Viewed from the side of the investor, it is good news that there is a steady source of demand for hydrogen in existing industry. There is no speculation about the need for ammonia or methanol in industry. But that does not mean that it will be easy to swap green hydrogen for the grey hydrogen currently consumed. Above all there are locational problems. Industrial hydrogen is produced on the spot in chemicals plants. It isn’t shipped in like coal or oil or natural gas.
Creating a market for industrial green hydrogen is not simply a matter of technology. It requires the creation of a new commodity market and a new wave of highly specific investment.
BASF’s giant plant at Ludwigshafen is a case in point. Of the 1 million tons of hydrogen that BASF consumes annually in its worldwide operations, 250,000 tons are currently produced and consumed in Ludwigshafen, making it one of the biggest consumer in the world. BASF is now scrambling to build partnerships with renewable energy producers across Europe to source the power that it needs to shift to electrolysis. It has also attracted a modest amount of EU funding to support the pilot stage of its new electrolyzer plant.
Ahead of Europe the twin centers of chemical industry in the world are in China and the USA.
China is where the largest part of ammonia production and fertilizer production in the world is located. The world’s largest green fertilizer production experiment is being undertaken with eager United Nations support in Inner Mongolia and the involvement of research institutes from Tsinghua University. As one report summarizes the situation in China, momentum is building:
40 green ammonia projects reported to be in the development and pre-approval stages. The country is seemingly leapfrogging the blue ammonia approach being favoured by some other nations in Europe and the Middle East, and investing instead in large-scale green ammonia research and construction projects. One plant in the north of China, owned by Envision Energy, has a 20,000 t/yr green ammonia plant currently under construction, which will be followed by a ramp-up to 300,000 t/yr. Industry sources said that the plant, which will run on wind power and is located in Inner Mongolia, could be ready to start exporting green ammonia by late 2024. The Inner Mongolia region has increasingly become the focus for hydrogen and ammonia facilities run on renewable energy over recent months.

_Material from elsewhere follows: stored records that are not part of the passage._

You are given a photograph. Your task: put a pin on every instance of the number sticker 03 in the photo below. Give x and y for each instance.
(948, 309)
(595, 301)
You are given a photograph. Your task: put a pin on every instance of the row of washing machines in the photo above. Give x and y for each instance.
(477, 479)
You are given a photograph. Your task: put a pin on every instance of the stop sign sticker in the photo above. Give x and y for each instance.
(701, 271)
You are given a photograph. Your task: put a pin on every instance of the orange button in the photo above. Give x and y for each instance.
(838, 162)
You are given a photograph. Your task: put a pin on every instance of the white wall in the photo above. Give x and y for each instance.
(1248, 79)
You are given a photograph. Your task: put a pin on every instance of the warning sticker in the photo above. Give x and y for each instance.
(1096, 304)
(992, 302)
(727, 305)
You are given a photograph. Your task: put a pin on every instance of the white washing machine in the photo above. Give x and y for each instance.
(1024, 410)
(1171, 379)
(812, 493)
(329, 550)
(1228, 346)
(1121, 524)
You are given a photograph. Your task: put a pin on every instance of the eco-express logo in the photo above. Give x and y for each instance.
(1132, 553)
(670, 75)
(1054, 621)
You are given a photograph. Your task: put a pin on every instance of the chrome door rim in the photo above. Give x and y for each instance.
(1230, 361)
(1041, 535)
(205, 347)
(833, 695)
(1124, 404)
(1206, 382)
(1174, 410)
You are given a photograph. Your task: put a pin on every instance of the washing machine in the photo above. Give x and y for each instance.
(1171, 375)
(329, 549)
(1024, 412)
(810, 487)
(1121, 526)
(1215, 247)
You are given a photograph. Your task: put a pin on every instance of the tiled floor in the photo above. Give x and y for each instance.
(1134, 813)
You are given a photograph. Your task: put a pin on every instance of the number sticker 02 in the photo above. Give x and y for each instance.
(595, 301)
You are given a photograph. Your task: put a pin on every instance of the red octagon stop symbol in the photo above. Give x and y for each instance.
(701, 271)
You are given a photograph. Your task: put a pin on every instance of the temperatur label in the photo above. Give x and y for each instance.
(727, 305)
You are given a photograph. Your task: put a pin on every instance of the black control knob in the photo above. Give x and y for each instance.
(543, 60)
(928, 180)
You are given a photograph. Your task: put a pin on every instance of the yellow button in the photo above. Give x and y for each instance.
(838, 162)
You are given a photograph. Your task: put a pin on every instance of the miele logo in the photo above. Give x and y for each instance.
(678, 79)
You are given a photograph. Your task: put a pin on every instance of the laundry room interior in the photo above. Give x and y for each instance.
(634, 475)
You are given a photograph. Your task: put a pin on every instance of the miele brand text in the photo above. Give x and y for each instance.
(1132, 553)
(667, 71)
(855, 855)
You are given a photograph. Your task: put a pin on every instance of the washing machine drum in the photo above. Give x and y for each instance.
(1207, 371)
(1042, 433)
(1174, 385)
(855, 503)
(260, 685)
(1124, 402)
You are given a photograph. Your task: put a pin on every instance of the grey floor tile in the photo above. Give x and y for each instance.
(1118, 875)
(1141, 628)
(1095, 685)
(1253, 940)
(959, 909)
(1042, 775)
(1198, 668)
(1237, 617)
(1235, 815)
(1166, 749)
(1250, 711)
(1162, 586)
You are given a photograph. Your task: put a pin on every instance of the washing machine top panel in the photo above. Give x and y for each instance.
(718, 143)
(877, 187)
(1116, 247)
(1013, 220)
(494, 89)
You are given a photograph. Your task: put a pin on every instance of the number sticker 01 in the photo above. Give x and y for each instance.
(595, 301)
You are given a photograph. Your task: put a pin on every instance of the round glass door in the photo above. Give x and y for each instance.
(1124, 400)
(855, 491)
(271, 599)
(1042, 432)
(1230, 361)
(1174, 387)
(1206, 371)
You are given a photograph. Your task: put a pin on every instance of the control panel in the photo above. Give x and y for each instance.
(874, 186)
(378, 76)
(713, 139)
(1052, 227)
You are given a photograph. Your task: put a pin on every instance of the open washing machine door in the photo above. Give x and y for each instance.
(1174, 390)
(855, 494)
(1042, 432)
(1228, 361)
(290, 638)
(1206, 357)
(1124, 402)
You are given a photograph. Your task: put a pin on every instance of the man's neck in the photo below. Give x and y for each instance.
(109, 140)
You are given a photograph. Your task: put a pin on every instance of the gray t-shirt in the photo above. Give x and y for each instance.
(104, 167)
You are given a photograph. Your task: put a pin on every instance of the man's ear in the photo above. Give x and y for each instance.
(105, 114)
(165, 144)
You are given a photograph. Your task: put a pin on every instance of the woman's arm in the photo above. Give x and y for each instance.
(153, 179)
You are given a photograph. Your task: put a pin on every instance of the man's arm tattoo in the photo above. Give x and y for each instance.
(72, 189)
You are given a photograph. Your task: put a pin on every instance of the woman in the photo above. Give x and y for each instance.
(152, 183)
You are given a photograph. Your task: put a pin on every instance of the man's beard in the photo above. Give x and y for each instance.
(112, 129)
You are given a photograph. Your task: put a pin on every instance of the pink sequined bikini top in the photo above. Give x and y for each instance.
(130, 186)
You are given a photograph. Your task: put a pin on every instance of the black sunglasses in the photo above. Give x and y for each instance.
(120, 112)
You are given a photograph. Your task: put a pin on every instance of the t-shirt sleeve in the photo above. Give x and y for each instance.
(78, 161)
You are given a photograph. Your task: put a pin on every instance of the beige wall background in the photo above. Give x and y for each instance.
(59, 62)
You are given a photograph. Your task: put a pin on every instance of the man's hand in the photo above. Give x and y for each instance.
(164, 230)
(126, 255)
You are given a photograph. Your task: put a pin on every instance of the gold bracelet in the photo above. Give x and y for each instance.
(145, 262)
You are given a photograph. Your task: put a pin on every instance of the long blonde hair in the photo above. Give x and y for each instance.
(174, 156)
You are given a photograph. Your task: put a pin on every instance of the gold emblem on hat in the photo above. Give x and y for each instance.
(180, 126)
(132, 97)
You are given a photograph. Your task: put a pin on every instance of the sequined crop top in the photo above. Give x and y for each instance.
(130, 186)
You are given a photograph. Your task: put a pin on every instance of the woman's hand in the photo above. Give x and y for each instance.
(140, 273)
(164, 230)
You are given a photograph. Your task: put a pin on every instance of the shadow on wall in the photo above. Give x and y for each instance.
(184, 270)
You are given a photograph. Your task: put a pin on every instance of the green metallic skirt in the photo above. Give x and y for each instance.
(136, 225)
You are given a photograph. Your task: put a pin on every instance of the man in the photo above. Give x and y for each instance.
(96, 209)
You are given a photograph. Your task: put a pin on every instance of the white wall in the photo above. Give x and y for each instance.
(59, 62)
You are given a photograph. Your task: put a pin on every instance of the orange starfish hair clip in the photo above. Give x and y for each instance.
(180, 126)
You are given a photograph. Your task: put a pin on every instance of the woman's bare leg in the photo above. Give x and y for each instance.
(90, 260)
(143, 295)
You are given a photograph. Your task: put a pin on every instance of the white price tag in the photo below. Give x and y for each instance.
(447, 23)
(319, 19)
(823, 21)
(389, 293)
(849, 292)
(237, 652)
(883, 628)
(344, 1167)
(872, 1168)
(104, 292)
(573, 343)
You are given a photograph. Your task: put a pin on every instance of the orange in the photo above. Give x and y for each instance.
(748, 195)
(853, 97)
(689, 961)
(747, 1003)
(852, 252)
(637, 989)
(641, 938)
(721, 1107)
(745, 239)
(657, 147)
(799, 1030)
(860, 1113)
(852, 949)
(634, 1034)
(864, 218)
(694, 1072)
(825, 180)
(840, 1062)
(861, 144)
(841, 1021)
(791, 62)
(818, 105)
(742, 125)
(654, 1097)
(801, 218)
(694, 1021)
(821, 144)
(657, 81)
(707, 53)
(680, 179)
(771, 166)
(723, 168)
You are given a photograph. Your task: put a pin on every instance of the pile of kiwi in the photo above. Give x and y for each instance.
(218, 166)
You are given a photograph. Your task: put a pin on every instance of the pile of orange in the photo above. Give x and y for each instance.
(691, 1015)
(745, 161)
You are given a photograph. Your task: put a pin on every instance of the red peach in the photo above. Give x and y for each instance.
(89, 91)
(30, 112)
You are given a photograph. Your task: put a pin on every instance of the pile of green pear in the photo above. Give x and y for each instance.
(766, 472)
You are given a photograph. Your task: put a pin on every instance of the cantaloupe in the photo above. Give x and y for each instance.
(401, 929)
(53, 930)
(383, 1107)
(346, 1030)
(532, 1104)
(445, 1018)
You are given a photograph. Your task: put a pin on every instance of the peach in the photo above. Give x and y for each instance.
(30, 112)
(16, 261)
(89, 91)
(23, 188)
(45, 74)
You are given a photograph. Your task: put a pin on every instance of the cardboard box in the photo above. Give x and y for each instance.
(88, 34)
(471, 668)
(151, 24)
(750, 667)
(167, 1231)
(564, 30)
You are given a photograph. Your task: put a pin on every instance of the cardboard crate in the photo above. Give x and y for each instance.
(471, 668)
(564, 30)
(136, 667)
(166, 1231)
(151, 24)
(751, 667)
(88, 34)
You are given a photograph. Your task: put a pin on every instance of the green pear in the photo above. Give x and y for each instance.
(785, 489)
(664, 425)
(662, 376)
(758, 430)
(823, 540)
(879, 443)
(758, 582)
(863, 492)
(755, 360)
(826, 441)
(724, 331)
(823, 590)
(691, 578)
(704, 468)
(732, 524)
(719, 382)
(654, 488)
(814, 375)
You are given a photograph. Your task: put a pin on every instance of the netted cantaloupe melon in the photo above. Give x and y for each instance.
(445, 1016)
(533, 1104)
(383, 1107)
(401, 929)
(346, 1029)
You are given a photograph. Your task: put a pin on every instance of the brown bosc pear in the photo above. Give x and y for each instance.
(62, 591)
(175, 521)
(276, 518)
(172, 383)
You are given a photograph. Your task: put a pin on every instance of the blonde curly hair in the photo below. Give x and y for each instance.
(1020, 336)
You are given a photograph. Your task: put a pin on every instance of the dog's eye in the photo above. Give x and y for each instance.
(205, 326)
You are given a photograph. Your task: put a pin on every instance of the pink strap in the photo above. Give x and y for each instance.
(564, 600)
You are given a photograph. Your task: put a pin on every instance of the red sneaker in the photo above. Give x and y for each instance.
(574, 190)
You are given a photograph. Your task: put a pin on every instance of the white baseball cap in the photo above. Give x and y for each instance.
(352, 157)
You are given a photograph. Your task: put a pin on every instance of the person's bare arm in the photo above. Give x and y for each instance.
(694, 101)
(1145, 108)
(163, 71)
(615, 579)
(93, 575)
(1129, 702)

On the back of this wave of investment China will likely emerge as a major exporter of green ammonia but also as an exporter of facilities for the production of green ammonia in the rest of the world. First up is a cooperation with Morocco which is widely touted as a future powerhouse in green hydrogen.
Outside China and Europe, it may, in fact, be the United States and, in particular, Texas that lead the green hydrogen push that actually matters. The bipartisan infrastructure bill of 2021 offered funding for hydrogen hubs which it described as “network[s] of clean hydrogen producers, potential clean hydrogen consumers, and connective infrastructure located in close proximity... that can be developed into a national clean hydrogen network to facilitate a clean hydrogen economy”. Texas in fact has an extensive network of hydrogen pipelines interconnecting these hubs. The IRA doubled down with huge subsidies. Of all places in the world it is probably Texas that now offers the most propitious conditions for a truly rapid build out fo green hydrogen.
To shrink the trillion-dollar global energy transition down to individual investment projects in Ludwigshafen, Mongolia and Texas may seem to miss the point. And those projects and others like them can only be the beginning. But as Cullenward and Victor and Sabel and Victor have argued, it is precisely from such sectoral networks of producers and consumers that real technological and economic solutions emerge. It is at this level, in these milieu of producers and consumers that the learning entailed by the energy transition will take place, in situated practice. Where else, but in medias res?